My parents' generation lived through the war, experienced the real existential threat to the nation and the euphoria of liberation. They could not understand the war-mongering rantings of today's politicians, who lack real experience of the limits and horrors of war. One of the few memories I have of my father is of him sitting in the kitchen at the time of the Caribbean crisis, listening intently to the news on the radio. Back then, ordinary people and political decision makers knew what was at stake, knew the risks they were taking. They understood that the great powers had to come to an agreement because the danger to the world was too great. Today we are being persuaded that the only acceptable solution is war to the end, because you cannot negotiate with the enemy. Yet the risks today are incommensurable with those of 60 years ago. Tonight alone, hundreds of Iranian missiles flew into Israel. Who will fail first, who will make that fatal mistake? My parents, if they were alive today, would be worried about us.
I think we let them down. They were our role models and tried to teach us to always keep our sanity. We couldn't explain today's officially promulgated gender and transgender nonsense to them, with dozens of genders they would have rushed us.

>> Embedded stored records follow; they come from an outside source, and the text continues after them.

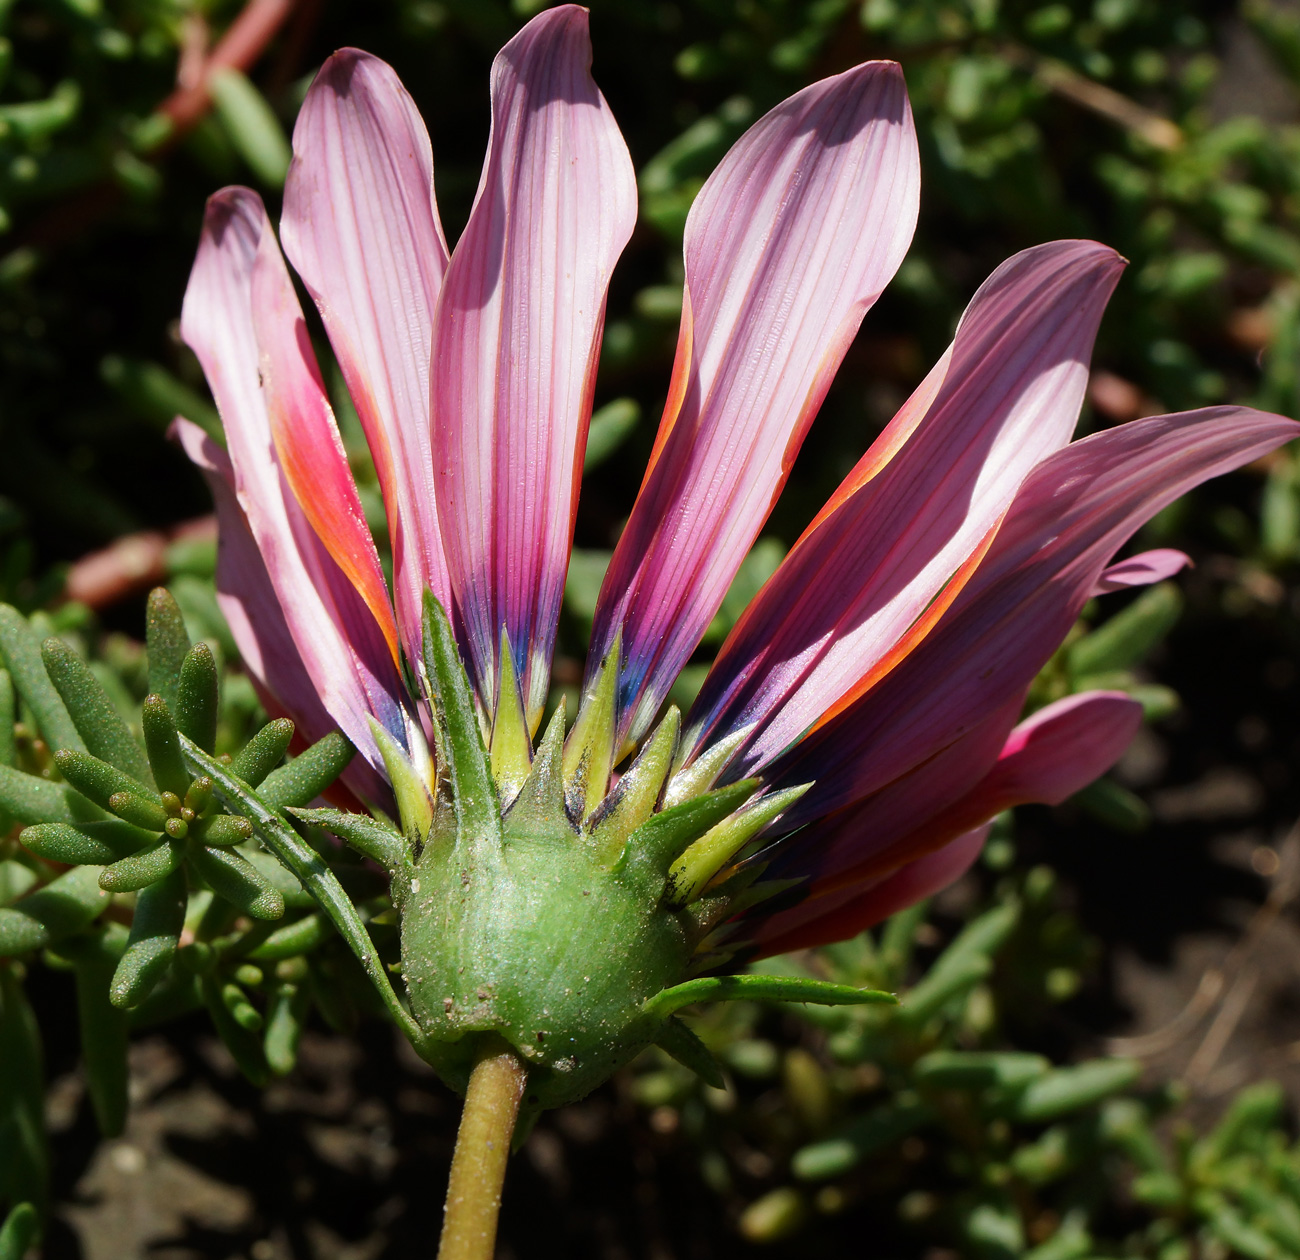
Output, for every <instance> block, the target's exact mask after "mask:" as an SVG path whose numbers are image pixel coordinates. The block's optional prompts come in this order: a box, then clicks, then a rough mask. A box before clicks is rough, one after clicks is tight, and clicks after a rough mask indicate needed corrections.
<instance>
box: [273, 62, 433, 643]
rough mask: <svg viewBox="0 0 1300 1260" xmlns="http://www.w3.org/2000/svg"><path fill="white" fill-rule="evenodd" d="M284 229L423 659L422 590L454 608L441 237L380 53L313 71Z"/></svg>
mask: <svg viewBox="0 0 1300 1260" xmlns="http://www.w3.org/2000/svg"><path fill="white" fill-rule="evenodd" d="M281 235H282V238H283V243H285V252H286V254H287V255H289V260H290V261H291V263H292V264H294V268H295V269H296V270H298V274H299V276H302V277H303V282H304V283H305V285H307V289H308V291H309V293H311V295H312V298H313V299H315V302H316V304H317V307H318V308H320V312H321V319H322V320H324V321H325V329H326V332H328V333H329V338H330V343H331V345H333V347H334V354H335V356H337V358H338V364H339V368H341V369H342V372H343V378H344V381H346V382H347V389H348V393H350V394H351V395H352V402H354V403H355V406H356V411H357V415H359V416H360V420H361V427H363V428H364V429H365V437H367V441H368V442H369V445H370V453H372V454H373V456H374V466H376V471H377V472H378V476H380V485H381V488H382V490H383V502H385V505H386V506H387V512H389V533H390V536H391V538H393V567H394V588H395V593H396V605H398V624H399V625H400V629H402V640H403V644H404V646H406V650H407V653H408V655H409V657H411V659H412V661H417V659H419V658H420V615H421V614H420V607H421V603H420V601H421V598H422V592H424V588H425V585H428V586H430V588H432V590H433V593H434V594H435V596H437V597H438V598H439V599H441V601H442V602H443V605H445V606H446V607H451V603H450V584H448V581H447V567H446V559H445V557H443V551H442V541H441V537H439V533H438V512H437V506H435V493H434V477H433V460H432V455H430V445H429V348H430V346H432V343H433V309H434V303H435V302H437V298H438V289H439V286H441V283H442V276H443V272H445V270H446V267H447V246H446V242H445V239H443V235H442V225H441V224H439V221H438V209H437V205H435V204H434V199H433V151H432V148H430V146H429V135H428V133H426V131H425V127H424V122H422V121H421V120H420V114H419V112H417V111H416V108H415V104H413V101H412V100H411V98H409V96H408V95H407V92H406V90H404V88H403V87H402V85H400V82H399V81H398V77H396V74H394V72H393V69H391V68H390V66H389V65H386V64H385V62H383V61H380V59H378V57H372V56H370V55H369V53H364V52H357V51H356V49H355V48H344V49H342V51H339V52H337V53H334V56H333V57H330V59H329V60H328V61H326V62H325V65H322V66H321V69H320V73H318V74H317V75H316V79H315V82H313V83H312V86H311V90H309V91H308V92H307V99H305V100H304V101H303V108H302V111H300V112H299V114H298V122H296V125H295V127H294V160H292V163H291V164H290V168H289V177H287V179H286V181H285V213H283V218H282V221H281Z"/></svg>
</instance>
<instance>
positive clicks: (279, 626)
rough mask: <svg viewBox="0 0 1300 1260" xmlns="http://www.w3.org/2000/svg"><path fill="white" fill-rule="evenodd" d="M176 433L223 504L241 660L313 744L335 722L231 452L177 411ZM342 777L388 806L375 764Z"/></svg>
mask: <svg viewBox="0 0 1300 1260" xmlns="http://www.w3.org/2000/svg"><path fill="white" fill-rule="evenodd" d="M170 436H172V437H174V438H175V441H178V442H179V443H181V447H182V449H183V450H185V453H186V455H188V456H190V459H191V460H192V463H195V464H196V466H198V468H199V469H200V472H203V479H204V481H207V482H208V489H209V490H211V492H212V499H213V503H214V505H216V508H217V528H218V545H217V603H218V605H220V607H221V612H222V615H224V616H225V619H226V624H227V625H229V627H230V633H231V636H233V637H234V641H235V646H237V648H238V649H239V658H240V661H242V662H243V666H244V670H246V671H247V672H248V676H250V677H251V679H252V683H253V687H255V689H256V692H257V696H259V698H260V700H261V705H263V707H264V709H265V710H266V713H268V714H269V715H270V716H272V718H291V719H292V722H294V727H295V732H296V735H299V736H300V737H302V739H303V740H304V741H305V742H308V744H311V742H315V741H316V740H318V739H321V737H322V736H325V735H328V733H329V732H330V731H333V729H335V723H334V720H333V719H331V718H330V715H329V714H328V713H326V711H325V706H324V705H322V703H321V698H320V693H318V692H317V688H316V684H315V683H313V681H312V680H311V676H309V675H308V672H307V670H305V667H304V666H303V661H302V657H299V654H298V648H296V646H295V645H294V636H292V635H291V632H290V629H289V624H287V623H286V622H285V615H283V612H282V611H281V609H279V601H278V599H277V597H276V590H274V588H273V586H272V583H270V575H269V573H268V572H266V566H265V564H263V562H261V553H260V551H259V550H257V544H256V542H255V541H253V537H252V534H251V533H250V532H248V523H247V520H244V515H243V511H242V508H240V507H239V502H238V499H237V498H235V489H234V469H233V468H231V467H230V456H229V455H227V454H226V451H225V450H224V449H222V447H220V446H218V445H217V443H216V442H213V441H212V438H209V437H208V436H207V434H205V433H204V432H203V429H200V428H199V427H198V425H196V424H192V423H191V421H188V420H186V419H183V417H181V416H177V419H175V420H174V421H173V424H172V429H170ZM343 781H344V783H347V785H348V787H350V788H351V789H352V791H354V792H355V793H356V794H357V796H360V797H361V798H363V800H367V801H373V802H376V804H380V805H382V804H383V802H386V801H387V800H389V798H390V797H391V792H390V789H389V787H387V784H386V783H385V781H383V779H382V778H381V776H380V775H378V774H376V771H374V768H373V767H372V766H370V765H369V763H368V762H365V761H363V759H361V758H360V757H357V758H354V761H352V763H351V765H350V766H348V767H347V770H346V771H344V772H343Z"/></svg>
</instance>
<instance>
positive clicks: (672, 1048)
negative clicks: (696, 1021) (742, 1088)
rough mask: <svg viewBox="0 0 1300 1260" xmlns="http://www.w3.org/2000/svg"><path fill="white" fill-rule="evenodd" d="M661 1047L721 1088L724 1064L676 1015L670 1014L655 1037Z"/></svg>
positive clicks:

Perhaps we should remember our parents more often, look at old photographs, read yellowed letters. Maybe we can regain our ground, our sanity, our lost ability to distinguish the essential from the irrelevant. And those lucky enough to have their parents still alive could and should make more time for them.
I don't have parents anymore, unfortunately. And so, at least on the day of my father's 100th birthday, I stood at the cemetery by his grave with my three children, his grandchildren, whom he unfortunately did not know, and then we all went to the pub in honour of my grandfather. It was a lovely family occasion.